For purposes of the statement of cash flows, the Company considers all highly liquid instruments purchased with an original maturity of three months or less to be cash equivalents. The Company's bank accounts are deposited in insured institutions. The funds are insured up to $250,000. As of May 31, 2014 and August 31, 2013 the Company's bank deposits did not exceed the insured amounts.  As of May 31, 2014 and August 31, 2013, the Company did not have cash equivalents.


Basic and Diluted Loss Per Share

The Company computes loss per share in accordance with “ASC-260”, “Earnings per Share” which requires presentation of both basic and diluted earnings per share on the face of the statement of operations. Basic loss per share is computed by dividing net loss available to common shareholders by the weighted average number of outstanding common shares during the period. Diluted loss per share gives effect to all dilutive potential common shares outstanding during the period.  Dilutive loss per share excludes all potential common shares if their effect is anti-dilutive.


Dividends

The Company has not adopted any policy regarding payment of dividends.
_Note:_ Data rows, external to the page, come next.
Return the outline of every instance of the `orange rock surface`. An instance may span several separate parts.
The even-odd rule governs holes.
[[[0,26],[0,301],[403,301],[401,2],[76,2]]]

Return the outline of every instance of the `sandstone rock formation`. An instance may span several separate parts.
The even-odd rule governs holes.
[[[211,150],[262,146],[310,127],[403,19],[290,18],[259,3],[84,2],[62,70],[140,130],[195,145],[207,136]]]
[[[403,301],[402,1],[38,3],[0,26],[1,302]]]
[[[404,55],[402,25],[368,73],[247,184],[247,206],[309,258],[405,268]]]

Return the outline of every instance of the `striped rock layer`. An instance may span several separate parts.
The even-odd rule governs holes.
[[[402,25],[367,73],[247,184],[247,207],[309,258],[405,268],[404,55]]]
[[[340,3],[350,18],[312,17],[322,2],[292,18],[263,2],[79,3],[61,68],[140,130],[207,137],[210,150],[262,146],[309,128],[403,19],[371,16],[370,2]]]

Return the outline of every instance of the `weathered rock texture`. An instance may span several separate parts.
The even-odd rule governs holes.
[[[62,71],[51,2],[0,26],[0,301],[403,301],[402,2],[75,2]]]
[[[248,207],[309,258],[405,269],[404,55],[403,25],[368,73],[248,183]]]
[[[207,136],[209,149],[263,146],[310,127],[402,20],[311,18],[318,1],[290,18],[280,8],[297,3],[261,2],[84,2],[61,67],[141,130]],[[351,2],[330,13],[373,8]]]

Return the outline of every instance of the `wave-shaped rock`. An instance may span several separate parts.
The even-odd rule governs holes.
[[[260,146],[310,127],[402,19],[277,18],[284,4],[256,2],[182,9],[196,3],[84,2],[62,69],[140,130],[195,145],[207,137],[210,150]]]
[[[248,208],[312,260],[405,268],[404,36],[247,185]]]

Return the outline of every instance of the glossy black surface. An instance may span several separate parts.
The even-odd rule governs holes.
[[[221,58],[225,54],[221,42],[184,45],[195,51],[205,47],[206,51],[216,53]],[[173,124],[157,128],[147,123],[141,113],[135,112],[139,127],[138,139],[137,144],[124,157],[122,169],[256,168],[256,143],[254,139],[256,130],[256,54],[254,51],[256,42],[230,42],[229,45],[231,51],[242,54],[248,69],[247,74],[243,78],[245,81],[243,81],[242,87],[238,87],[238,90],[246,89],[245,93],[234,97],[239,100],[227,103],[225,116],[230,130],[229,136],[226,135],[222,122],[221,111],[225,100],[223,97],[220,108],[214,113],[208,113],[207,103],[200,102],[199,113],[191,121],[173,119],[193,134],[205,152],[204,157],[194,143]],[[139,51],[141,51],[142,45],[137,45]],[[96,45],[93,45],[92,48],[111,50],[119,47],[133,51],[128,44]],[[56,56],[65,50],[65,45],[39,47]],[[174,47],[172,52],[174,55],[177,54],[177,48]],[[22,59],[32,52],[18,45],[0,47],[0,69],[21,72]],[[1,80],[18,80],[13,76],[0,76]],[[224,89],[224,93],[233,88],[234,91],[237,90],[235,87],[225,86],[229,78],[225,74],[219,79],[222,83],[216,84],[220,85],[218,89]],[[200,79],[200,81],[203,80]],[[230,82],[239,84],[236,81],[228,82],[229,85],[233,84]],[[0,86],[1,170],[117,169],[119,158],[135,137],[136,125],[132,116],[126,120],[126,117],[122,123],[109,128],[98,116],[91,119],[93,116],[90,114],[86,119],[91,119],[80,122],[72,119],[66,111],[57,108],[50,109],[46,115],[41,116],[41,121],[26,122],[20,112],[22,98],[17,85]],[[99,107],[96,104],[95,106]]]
No dividends have been paid during any of the periods shown.



Income Taxes

The Company follows the liability method of accounting for income taxes.  Under this method, deferred income tax assets and liabilities are recognized for the estimated tax consequences attributable to differences between the financial statement carrying values and their respective income tax basis (temporary differences).  The effect on deferred income tax assets and liabilities of a change in tax rates is recognized in income in the period that includes the enactment date.


Advertising Costs

The Company’s policy regarding advertising is to expense advertising when incurred. The Company incurred advertising expense of $0 during the period ended May 31, 2014.


Impairment of Long-Lived Assets

The Company, when applicable, continually monitors events and changes in circumstances that could indicate carrying amounts of long-lived assets may not be recoverable. When such events or changes in circumstances are present, the Company assesses the recoverability of long-lived assets by determining whether the carrying value of such assets will be recovered through undiscounted expected future cash flows. If the total of the future cash flows is less than the carrying amount of those assets, the Company recognizes an impairment loss based on the excess of the carrying amount over the fair value of the assets. Assets to be disposed of are reported at the lower of the carrying amount or the fair value less costs to sell.


Recent accounting pronouncements

We have reviewed the recently issued, but not yet effective, accounting pronouncements and we do not believe any of these pronouncements will have a material impact on the Company.


Use of Estimates

The preparation of financial statements in conformity with generally accepted accounting principles requires management to make estimates and assumptions that affect the reported amounts of assets and liabilities and disclosure of contingent assets and liabilities at the date the financial statements and the reported amount of revenues and expenses during the reporting period.  Actual results could differ from those estimates.


Stock-Based Compensation

As of May 31, 2014 the Company has not issued any stock-based payments to its employees.  Stock-based compensation is accounted for at fair value in accordance with SFAS ASC 718, when applicable.  To date, the Company has not adopted a stock option plan and has not granted any stock options.


NOTE 2 – COMMON STOCK


The Company has 75,000,000 common shares authorized with a par value of $ 0.001 per share. On July 19, 2013, the Company issued 8,000,000 shares of its common stock at $0.001 per share for total proceeds of $8,000. In May 2014, the Company issued 1,540,000 shares of its common stock at $0.01 per share for total proceeds $15,400 of which $13,800 has been collected and $1,600 remain as subscriptions receivable. As of May 31, 2014, the Company has 9,540,000 shares issued and outstanding.


NOTE 3 – INCOME TAXES

As of May 31, 2014 the Company had net operating loss carry forwards of $14,394 that may be available to reduce future years’ taxable income through 2034. Future tax benefits which may arise as a result of these losses have not been recognized in these financial statements, as their realization is determined not likely to occur and accordingly, the Company has recorded a valuation allowance for the deferred tax asset relating to these tax loss carry-forwards.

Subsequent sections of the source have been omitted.